The areas where the provider must make improvement are:

  • Ensure that patient records are secure to prevent unauthorised access.
  • Ensure that a fire risk assessment is carried out, documented and any actions identified are addressed, including ensuring regular fire drills are carried out.
  • Implement a system to ensure all Patient Group Directions are current, authorised and signed before vaccinations are provided to patients.
  • Ensure all staff receives up to date training in basic life support, safeguarding and fire safety.
  • Ensure that arrangements for infection prevention and control are reviewed, recorded and any identified actions are addressed for the Village Surgery site.

The areas where the provider should make improvement are:

  • Review arrangement to ensure that Independent Prescribers receive mentorship and support from the medical staff for this extended role.

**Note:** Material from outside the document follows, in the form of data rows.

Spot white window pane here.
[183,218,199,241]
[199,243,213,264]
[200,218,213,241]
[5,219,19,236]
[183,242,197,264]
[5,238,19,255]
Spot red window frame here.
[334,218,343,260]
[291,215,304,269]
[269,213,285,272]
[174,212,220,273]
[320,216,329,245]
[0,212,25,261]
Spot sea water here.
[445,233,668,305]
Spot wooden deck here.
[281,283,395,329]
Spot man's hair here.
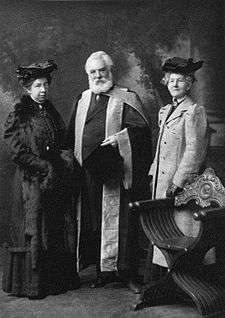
[85,51,113,73]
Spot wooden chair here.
[130,168,225,318]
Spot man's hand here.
[166,183,183,198]
[101,135,118,148]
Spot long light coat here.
[149,97,208,266]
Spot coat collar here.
[165,96,193,123]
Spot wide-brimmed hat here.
[162,57,203,75]
[16,60,57,86]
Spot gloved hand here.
[166,183,183,198]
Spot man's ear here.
[23,87,30,95]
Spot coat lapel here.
[165,97,193,123]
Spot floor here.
[0,268,201,318]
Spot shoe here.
[127,280,142,294]
[28,294,46,300]
[89,277,106,288]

  • Review the arrangements for security of blank prescription paper for times when clinical rooms are unoccupied.
  • Review personnel files to ensure that records of all appropriate recruitment checks undertaken prior to employment were included.
  • Review arrangements to ensure all MHRA (Medicines and Healthcare products Regulatory Agency) safety alerts are recorded and addressed.

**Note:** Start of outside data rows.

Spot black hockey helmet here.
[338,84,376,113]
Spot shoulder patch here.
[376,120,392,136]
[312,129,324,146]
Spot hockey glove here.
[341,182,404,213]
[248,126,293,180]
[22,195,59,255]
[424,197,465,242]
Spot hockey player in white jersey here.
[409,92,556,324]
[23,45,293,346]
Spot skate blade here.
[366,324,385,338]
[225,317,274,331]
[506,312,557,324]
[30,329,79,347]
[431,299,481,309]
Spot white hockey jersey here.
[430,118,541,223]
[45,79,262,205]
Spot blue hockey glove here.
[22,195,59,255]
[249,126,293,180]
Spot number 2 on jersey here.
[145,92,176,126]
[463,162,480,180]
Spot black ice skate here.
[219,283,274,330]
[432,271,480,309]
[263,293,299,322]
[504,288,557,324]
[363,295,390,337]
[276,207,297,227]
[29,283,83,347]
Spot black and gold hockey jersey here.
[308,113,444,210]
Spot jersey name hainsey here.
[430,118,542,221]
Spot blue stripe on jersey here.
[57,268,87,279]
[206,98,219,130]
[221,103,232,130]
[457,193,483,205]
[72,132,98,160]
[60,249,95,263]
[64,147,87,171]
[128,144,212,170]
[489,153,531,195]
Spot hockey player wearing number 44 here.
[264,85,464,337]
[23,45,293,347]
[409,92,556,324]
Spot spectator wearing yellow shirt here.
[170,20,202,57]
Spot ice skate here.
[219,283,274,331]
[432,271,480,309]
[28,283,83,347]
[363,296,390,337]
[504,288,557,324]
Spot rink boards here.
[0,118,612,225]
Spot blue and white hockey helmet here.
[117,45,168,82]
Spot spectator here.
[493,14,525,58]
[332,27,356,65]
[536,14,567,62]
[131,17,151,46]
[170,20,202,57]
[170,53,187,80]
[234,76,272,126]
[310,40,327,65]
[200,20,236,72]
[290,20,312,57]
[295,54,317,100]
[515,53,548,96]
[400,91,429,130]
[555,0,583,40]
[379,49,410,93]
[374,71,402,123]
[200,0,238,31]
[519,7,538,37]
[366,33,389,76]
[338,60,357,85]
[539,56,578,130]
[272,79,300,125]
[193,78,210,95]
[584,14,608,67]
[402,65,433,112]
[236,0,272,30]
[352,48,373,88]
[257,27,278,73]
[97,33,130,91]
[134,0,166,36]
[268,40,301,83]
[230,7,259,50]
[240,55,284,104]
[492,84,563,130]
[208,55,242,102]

  • Review arrangements for temperature checks of vaccine storage and ensure recording is complete.
  • Review the arrangements for quality improvement such as clinical auditing.
  • Review the arrangements to ensure patient consent is recorded in medical records.
  • Review the process to triage requests from patients for a home visit to ensure there is no undue delay.
  • Review arrangements for business planning and strategic development to develop more structure, documentation and cohesion in the management team.
  • Review arrangements to identify and support military veterans, in line with the military veteran’s covenant.